Together these tough as teak Yorkshire girls collectively peak as a united, crusading, bold, determined and fizzily feisty band of women with guts, nerve and gallivanting gusto. With daring determination and reckless enthusiasm they all decide that the only way they could celebrate the life of John's memory would be to take their clothes off and pose for the Great British calendar.

Now this was the point of the show when vast swathes of the male audience suddenly harked back to their teenage years and pretended they were 18 again. There was little in the way of reaction more a reluctant acknowledgement that this has always been the way. Everywhere you looked men were closing their eyes, opening their eyes and then turning to look at their wives and girlfriends in search of that knowing smile. But there was surely a point during Girls when even the most worldly of men and women must have thought just they'd seen it all although maybe they hadn't after this enlightening show.

So it was then finally that the Women's Institute revealed its brightest and most outrageous colours. There were the mouth watering jam and cream cakes with mountainous tiers of jam and cream oozing and dripping cholesterol and guilt. Then there were the endless choir practices, village fetes full of country comforts and rose tinted nostalgia. There were the marvellous marrow competitions and last but not least the naughtily revealing Calendar where bra straps were flung off with wild abandon, skirts gleefully whipped off for the delicious delectation of tongue hanging men and iced buns with cherries strategically positioned in heaving, buxom breasts, cleavages that left little to the imagination.

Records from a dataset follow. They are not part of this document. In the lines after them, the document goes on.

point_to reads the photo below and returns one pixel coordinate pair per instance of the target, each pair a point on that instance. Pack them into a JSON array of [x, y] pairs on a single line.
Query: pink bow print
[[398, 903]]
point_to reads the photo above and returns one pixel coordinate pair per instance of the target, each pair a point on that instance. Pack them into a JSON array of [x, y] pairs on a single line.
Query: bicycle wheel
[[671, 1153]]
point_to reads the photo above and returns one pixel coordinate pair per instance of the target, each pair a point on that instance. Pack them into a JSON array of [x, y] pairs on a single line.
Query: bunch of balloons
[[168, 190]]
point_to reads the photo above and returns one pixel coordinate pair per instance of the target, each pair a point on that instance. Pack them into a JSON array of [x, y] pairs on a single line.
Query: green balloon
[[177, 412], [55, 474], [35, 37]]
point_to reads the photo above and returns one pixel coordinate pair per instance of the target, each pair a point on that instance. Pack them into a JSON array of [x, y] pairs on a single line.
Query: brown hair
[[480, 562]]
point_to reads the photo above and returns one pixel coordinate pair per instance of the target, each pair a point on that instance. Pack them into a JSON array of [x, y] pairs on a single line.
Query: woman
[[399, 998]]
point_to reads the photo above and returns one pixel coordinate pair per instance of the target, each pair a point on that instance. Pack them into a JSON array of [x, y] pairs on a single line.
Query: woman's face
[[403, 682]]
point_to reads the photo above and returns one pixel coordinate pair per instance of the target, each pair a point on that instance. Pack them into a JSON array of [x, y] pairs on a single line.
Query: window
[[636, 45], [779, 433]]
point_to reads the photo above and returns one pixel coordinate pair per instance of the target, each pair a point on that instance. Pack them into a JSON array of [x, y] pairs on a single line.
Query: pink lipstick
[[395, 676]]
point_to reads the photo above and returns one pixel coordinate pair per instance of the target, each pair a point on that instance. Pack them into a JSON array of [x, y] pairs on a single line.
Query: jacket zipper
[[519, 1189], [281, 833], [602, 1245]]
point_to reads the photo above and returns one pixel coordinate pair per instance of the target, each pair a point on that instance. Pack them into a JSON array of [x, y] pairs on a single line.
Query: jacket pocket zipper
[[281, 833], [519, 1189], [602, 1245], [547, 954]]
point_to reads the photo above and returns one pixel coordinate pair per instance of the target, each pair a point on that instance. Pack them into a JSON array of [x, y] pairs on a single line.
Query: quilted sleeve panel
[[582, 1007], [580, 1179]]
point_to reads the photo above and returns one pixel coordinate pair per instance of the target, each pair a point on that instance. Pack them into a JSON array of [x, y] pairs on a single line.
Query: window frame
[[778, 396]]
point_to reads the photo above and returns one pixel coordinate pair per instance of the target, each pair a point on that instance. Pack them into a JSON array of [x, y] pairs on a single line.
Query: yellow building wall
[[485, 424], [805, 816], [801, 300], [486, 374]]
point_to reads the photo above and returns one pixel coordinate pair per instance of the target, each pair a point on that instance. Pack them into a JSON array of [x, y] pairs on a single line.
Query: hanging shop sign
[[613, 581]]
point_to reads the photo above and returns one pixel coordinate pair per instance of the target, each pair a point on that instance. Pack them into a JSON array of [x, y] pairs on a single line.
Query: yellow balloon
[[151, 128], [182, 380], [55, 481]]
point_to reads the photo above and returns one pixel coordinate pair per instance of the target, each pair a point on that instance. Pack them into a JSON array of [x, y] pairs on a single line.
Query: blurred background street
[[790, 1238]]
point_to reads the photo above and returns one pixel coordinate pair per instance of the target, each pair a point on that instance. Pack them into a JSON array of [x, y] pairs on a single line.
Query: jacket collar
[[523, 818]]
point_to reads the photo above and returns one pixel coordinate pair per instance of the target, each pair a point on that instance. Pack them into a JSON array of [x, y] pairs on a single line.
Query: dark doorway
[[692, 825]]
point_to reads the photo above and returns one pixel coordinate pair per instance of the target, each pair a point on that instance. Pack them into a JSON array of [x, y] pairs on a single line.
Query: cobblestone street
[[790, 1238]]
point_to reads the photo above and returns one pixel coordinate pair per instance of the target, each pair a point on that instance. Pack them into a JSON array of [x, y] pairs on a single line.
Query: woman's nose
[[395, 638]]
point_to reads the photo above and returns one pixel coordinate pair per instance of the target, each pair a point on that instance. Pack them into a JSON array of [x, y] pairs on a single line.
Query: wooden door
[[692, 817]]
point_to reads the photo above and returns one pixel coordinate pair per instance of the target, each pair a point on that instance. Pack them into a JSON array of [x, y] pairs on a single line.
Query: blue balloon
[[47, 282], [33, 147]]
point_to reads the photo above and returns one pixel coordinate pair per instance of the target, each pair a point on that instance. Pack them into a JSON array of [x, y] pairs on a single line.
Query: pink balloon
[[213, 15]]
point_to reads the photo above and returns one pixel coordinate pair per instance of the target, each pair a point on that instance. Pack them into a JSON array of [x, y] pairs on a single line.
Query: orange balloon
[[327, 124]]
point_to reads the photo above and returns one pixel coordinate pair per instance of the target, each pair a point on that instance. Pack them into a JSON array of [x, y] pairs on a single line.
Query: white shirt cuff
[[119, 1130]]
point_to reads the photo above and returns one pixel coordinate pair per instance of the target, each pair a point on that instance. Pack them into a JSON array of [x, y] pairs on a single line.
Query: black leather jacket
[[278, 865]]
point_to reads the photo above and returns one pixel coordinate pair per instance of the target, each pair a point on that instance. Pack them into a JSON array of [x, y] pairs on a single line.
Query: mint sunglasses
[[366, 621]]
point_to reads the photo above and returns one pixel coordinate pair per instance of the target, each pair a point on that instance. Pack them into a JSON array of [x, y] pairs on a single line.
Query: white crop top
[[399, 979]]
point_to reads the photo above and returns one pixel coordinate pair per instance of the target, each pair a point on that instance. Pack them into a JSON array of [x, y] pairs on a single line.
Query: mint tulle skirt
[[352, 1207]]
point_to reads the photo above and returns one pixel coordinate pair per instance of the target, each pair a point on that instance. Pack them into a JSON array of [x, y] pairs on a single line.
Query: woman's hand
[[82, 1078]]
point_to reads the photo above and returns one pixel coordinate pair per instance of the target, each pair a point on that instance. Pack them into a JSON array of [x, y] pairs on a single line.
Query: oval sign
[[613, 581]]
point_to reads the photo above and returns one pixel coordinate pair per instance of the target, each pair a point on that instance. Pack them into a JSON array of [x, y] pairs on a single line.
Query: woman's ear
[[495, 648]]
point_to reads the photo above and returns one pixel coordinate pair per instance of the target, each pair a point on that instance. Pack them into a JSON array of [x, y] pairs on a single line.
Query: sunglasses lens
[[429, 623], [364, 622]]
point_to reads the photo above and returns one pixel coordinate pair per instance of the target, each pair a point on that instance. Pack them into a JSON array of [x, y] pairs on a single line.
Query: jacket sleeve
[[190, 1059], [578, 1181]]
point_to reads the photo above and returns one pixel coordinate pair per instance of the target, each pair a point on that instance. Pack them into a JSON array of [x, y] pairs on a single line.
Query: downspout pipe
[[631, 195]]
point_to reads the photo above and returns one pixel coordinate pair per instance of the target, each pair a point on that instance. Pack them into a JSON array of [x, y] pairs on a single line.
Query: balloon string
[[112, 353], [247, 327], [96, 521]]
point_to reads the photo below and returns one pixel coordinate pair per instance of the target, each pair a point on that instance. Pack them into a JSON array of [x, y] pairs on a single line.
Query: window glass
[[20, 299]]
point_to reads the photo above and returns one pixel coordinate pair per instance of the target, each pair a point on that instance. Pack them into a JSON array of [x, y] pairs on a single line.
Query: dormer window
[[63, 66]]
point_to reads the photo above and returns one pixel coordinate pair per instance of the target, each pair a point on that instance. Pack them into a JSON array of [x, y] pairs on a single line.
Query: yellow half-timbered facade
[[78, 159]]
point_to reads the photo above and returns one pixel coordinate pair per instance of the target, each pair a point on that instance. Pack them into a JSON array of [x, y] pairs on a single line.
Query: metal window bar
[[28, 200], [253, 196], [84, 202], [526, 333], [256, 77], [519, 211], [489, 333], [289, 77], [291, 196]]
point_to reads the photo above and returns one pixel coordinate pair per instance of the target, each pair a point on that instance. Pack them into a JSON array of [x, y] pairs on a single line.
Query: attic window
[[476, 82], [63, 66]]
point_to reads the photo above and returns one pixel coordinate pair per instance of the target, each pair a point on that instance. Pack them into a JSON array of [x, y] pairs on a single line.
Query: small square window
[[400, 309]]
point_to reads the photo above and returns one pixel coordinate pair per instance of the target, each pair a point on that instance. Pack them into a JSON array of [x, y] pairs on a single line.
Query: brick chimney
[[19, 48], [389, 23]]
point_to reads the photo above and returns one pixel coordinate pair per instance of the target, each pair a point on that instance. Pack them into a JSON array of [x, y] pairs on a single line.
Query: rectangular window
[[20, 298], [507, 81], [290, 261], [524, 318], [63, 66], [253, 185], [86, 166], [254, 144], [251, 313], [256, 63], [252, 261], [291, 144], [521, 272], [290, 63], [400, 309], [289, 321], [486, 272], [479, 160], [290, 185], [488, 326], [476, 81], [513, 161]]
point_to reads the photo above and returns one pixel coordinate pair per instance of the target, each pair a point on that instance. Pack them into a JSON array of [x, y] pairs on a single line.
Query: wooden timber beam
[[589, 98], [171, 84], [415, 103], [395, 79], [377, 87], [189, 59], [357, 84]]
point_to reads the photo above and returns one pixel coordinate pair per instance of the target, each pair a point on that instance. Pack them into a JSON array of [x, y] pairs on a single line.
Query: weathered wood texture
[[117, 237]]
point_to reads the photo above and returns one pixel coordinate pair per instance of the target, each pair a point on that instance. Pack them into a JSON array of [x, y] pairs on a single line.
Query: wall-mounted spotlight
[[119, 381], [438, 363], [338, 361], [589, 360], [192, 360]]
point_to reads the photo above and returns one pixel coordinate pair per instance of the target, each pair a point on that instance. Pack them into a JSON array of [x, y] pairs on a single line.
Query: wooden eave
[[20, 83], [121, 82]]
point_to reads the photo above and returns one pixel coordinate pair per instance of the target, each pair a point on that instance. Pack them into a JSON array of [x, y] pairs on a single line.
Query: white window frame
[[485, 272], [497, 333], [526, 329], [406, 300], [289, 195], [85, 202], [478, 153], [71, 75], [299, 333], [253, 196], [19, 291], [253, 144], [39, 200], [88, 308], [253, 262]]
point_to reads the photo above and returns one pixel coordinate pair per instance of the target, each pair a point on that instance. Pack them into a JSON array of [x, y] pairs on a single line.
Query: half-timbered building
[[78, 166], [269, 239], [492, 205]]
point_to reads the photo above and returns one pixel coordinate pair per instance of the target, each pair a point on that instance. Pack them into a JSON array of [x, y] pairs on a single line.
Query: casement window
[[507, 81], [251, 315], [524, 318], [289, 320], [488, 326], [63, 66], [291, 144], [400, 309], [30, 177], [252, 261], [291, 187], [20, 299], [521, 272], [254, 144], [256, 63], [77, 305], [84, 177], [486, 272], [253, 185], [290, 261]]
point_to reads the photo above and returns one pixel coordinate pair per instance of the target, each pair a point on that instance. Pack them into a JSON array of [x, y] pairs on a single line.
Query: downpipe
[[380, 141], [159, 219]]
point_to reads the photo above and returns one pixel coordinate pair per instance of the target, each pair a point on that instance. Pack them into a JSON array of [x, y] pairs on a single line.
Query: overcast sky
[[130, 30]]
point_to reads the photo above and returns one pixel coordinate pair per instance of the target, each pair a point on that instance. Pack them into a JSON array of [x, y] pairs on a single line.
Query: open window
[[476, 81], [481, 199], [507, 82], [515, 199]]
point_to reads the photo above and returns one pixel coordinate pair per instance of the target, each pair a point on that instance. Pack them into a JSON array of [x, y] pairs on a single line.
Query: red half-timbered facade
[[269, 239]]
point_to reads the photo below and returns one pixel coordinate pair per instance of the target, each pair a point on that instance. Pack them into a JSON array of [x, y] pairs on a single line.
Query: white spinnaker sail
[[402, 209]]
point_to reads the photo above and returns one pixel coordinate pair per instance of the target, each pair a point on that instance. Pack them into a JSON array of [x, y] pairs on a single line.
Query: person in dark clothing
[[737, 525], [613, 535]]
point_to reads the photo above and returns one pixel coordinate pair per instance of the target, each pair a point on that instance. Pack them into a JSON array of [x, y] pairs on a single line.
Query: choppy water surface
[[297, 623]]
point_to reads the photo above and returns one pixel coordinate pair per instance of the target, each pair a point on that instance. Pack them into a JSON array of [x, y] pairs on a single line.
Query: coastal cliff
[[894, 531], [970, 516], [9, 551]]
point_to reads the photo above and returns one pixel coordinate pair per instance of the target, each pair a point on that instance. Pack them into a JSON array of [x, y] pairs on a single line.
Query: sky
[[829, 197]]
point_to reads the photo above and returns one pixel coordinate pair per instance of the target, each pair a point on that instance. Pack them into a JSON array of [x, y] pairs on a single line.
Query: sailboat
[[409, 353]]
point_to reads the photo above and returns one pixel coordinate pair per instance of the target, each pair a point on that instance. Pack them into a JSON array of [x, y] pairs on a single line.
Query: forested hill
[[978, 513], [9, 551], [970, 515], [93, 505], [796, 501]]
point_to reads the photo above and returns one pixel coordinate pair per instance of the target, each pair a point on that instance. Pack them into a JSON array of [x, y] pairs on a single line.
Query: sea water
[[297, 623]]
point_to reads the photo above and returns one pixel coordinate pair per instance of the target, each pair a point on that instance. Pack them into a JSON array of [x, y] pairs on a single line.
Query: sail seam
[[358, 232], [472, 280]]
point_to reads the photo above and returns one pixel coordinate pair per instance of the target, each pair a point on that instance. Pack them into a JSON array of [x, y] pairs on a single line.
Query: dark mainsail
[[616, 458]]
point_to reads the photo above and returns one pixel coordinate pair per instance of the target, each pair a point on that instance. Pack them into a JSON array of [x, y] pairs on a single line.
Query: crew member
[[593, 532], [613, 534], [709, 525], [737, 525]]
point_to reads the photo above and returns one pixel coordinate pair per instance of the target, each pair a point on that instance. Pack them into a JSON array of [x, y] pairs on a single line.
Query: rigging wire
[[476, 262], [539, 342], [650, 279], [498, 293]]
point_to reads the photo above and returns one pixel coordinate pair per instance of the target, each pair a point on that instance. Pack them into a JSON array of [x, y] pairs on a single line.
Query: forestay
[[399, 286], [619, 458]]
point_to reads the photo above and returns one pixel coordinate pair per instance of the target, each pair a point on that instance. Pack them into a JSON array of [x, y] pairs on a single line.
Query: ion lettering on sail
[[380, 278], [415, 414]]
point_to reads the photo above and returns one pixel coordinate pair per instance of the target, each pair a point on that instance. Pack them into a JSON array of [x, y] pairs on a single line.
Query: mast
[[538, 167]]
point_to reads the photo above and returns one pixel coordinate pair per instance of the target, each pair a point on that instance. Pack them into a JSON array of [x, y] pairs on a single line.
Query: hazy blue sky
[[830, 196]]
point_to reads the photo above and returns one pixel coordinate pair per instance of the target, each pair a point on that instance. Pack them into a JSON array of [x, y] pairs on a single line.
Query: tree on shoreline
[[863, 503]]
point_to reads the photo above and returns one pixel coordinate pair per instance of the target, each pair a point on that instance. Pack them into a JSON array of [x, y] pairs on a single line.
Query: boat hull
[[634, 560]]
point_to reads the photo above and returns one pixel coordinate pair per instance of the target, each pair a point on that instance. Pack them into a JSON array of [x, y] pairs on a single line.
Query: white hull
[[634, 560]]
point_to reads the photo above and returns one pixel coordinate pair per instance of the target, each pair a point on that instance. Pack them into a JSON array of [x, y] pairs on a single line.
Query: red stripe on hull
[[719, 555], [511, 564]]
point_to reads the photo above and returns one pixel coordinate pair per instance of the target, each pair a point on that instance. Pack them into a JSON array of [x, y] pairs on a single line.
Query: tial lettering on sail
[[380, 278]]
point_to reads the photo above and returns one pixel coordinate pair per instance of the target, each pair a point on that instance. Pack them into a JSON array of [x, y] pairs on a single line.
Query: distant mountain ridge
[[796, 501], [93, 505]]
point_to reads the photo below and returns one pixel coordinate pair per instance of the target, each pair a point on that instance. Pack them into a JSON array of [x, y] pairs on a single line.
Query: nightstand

Suddenly I had one of those Barbara Windsor and Sid James Carry On moments when those naughty seaside pier postcards showed rather more than they should have done at the time. But here Girls merely hinted at sex and innuendo contenting itself with a gentle innocence and the merest glimpse of flesh and flirtatiousness, of carefree flightiness and harmless in jokes.

And so my wife and I once again emerged into the heart of the West End, to a now grown up and vibrant Soho, to nearby Denmark Street, the jazzy heart of London with its Tin Pan Alley trumpets and memorable saxophones. Then we found ourselves back in the Charing Cross Road, once filmed for immortality for the movie audience and still renowned for its leather bound books and more books, heavy and light books, books that were witty and thought provoking and stories that must have been well and truly hidden away in dark and obscure corners of Charing Cross Road for decades upon decades.

 But I couldn't take my eye off those electric guitars ready to launch their electrifying tunes and melodies. We returned to Leicester Square Tube station with a spring in our step and a sense that London had done it again. It had pulled off that trick again. It had woven its spell, made us feel as if we truly belonged and invited us back again. As it always has.